Current theory on the pathogenesis of the cognitive signs and symptoms of Alzheimer’s Disease attribute some of them to a deficiency of cholinergic neurotransmission. Donepezil hydrochloride is postulated to exert its therapeutic effect by enhancing cholinergic function. This is accomplished by increasing the concentration of acetylcholine through reversible inhibition of its hydrolysis by acetylcholinesterase. If this proposed mechanism of action is correct, donepezil's effect may lessen as the disease process advances and fewer cholinergic neurons remain functionally intact. There is no evidence that donepezil alters the course of the underlying dementing process.

Clinical Trial Data

The effectiveness of ARICEPT™ as a treatment for Alzheimer’s Disease is demonstrated by the results of two randomized, double-blind, placebo-controlled clinical investigations in patients with Alzheimer’s Disease (diagnosed by NINCDS and DSM III-R criteria, Mini-Mental State Examination ³10 and £26 and Clinical Dementia Rating of 1 or 2). The mean age of patients participating in ARICEPT™ trials was 73 years with a range of 50 to 94. Approximately 62% of patients were women and 38% were men. The racial distribution was white 95%, black 3% and other races 2%.
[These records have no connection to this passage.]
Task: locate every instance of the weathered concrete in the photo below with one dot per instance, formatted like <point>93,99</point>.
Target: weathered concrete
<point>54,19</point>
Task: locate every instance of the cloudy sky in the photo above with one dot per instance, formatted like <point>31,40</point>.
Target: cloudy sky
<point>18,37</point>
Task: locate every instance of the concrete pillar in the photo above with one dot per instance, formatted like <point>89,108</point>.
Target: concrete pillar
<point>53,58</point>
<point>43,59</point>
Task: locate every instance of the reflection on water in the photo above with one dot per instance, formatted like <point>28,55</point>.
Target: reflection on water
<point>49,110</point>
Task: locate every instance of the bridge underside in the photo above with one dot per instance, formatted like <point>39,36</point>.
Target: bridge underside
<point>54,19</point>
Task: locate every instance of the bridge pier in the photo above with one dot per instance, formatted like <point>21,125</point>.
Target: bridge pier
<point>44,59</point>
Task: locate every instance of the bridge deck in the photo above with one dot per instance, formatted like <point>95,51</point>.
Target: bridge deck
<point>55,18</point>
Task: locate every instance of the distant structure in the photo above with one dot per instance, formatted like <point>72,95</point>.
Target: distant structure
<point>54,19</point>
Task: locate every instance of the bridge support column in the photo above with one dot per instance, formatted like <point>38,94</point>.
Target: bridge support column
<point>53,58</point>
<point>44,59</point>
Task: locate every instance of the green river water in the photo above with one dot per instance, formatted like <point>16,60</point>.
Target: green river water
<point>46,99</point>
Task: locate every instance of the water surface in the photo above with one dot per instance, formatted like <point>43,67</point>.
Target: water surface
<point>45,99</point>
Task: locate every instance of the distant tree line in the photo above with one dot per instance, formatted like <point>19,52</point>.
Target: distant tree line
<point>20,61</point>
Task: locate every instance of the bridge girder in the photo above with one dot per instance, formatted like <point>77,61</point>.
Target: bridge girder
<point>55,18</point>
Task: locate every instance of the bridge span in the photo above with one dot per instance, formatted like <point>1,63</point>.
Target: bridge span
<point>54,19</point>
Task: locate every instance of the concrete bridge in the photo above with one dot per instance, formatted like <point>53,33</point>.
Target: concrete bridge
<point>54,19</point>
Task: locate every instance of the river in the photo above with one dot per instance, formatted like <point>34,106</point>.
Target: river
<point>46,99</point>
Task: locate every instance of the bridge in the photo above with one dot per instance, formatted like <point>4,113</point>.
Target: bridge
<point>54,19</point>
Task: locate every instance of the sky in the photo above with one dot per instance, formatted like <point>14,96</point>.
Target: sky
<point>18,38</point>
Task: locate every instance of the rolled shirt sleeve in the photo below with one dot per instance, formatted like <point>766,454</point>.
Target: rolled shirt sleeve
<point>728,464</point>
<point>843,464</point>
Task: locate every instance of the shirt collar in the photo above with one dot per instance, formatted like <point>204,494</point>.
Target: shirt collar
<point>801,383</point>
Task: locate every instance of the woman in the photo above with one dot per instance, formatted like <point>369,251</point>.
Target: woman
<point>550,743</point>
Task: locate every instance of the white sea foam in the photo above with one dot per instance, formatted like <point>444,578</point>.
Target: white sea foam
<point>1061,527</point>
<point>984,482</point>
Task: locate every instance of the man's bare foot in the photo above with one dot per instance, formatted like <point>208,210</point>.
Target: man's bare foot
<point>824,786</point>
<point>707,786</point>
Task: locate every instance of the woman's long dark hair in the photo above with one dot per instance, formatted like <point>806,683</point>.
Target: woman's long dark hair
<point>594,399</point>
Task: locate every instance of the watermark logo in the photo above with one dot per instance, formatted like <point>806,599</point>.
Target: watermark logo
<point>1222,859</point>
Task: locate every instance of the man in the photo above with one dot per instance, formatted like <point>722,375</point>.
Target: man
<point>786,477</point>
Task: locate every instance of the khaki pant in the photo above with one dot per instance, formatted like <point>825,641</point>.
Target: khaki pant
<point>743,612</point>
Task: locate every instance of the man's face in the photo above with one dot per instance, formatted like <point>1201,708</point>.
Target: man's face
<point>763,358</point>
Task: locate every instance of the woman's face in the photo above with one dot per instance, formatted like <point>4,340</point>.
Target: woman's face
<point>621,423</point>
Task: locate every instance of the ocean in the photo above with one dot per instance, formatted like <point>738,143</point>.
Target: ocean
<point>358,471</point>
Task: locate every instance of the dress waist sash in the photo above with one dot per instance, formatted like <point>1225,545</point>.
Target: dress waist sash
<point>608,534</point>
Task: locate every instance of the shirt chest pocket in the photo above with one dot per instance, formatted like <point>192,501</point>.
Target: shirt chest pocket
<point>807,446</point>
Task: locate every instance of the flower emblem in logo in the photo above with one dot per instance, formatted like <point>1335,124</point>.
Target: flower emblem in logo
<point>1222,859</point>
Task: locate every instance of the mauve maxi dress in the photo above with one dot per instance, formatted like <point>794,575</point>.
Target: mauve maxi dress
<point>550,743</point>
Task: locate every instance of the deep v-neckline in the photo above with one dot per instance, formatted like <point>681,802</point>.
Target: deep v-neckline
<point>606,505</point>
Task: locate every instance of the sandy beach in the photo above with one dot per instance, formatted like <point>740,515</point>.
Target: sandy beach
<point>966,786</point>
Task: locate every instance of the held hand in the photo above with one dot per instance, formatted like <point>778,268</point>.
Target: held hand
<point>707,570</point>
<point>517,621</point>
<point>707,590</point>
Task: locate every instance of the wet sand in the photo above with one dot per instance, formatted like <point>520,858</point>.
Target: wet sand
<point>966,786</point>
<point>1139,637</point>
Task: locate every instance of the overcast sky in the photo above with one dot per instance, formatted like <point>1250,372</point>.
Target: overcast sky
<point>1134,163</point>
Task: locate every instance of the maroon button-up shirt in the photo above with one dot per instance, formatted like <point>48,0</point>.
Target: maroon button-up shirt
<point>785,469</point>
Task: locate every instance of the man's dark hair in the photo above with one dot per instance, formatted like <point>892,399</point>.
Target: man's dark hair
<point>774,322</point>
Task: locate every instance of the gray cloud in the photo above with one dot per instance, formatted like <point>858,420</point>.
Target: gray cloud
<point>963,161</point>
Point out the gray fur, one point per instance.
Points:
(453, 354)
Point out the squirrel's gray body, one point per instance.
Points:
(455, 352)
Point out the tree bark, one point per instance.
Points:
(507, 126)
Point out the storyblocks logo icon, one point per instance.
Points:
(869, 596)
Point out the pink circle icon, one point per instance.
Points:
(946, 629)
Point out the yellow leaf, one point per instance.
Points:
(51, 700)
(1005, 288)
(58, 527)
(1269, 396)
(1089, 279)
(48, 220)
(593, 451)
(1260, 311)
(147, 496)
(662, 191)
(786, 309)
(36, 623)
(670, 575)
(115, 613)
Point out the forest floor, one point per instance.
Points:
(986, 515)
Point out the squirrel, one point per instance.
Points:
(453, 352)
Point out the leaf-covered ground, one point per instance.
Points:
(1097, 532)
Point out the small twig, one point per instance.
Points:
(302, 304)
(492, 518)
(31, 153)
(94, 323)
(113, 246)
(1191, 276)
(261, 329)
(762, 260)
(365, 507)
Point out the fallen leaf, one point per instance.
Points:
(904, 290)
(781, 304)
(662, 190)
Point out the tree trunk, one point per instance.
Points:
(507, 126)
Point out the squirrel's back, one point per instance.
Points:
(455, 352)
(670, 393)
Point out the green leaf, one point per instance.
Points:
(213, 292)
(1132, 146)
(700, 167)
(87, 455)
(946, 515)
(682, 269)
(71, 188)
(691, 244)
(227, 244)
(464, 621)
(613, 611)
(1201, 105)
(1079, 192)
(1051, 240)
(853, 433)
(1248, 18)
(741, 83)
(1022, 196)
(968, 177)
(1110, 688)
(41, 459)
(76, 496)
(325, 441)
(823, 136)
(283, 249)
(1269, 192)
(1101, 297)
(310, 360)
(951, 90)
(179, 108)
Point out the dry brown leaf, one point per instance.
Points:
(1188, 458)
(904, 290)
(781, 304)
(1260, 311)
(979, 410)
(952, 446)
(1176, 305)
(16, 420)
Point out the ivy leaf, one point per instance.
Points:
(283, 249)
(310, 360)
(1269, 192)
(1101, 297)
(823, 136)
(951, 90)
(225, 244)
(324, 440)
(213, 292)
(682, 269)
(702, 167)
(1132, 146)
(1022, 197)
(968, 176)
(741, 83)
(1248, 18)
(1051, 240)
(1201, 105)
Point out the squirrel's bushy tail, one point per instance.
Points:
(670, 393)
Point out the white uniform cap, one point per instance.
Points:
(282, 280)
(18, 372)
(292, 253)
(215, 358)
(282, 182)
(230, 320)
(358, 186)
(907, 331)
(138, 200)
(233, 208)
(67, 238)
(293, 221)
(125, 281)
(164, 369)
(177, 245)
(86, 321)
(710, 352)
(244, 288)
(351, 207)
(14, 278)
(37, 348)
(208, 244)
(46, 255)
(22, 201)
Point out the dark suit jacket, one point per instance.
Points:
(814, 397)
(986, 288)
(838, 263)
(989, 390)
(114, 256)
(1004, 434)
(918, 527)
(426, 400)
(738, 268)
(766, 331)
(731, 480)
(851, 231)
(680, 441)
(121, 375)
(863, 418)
Study Outcome Measures: In each study the effectiveness of treatment with ARICEPT™ was evaluated using a dual outcome assessment strategy.

The ability ofARICEPT™ to improve cognitive performance was assessed with the cognitive subscale of the Alzheimer’s Disease Assessment Scale (ADAS-cog), a multi-tem instrument that has been extensively validated in longitudinal cohorts of Alzheimer’s Disease patients. The ADAS-cog examines selected aspects of cognitive performance including elements of memory, orientation, attention, reasoning, language and praxis. The ADAS-cog scoring range is from 0 to 70, with higher scores indicating greater cognitive impairment. Elderly normal adults may score as low as 0 or 1, but it is not unusual for non-demented adults to score slightly higher.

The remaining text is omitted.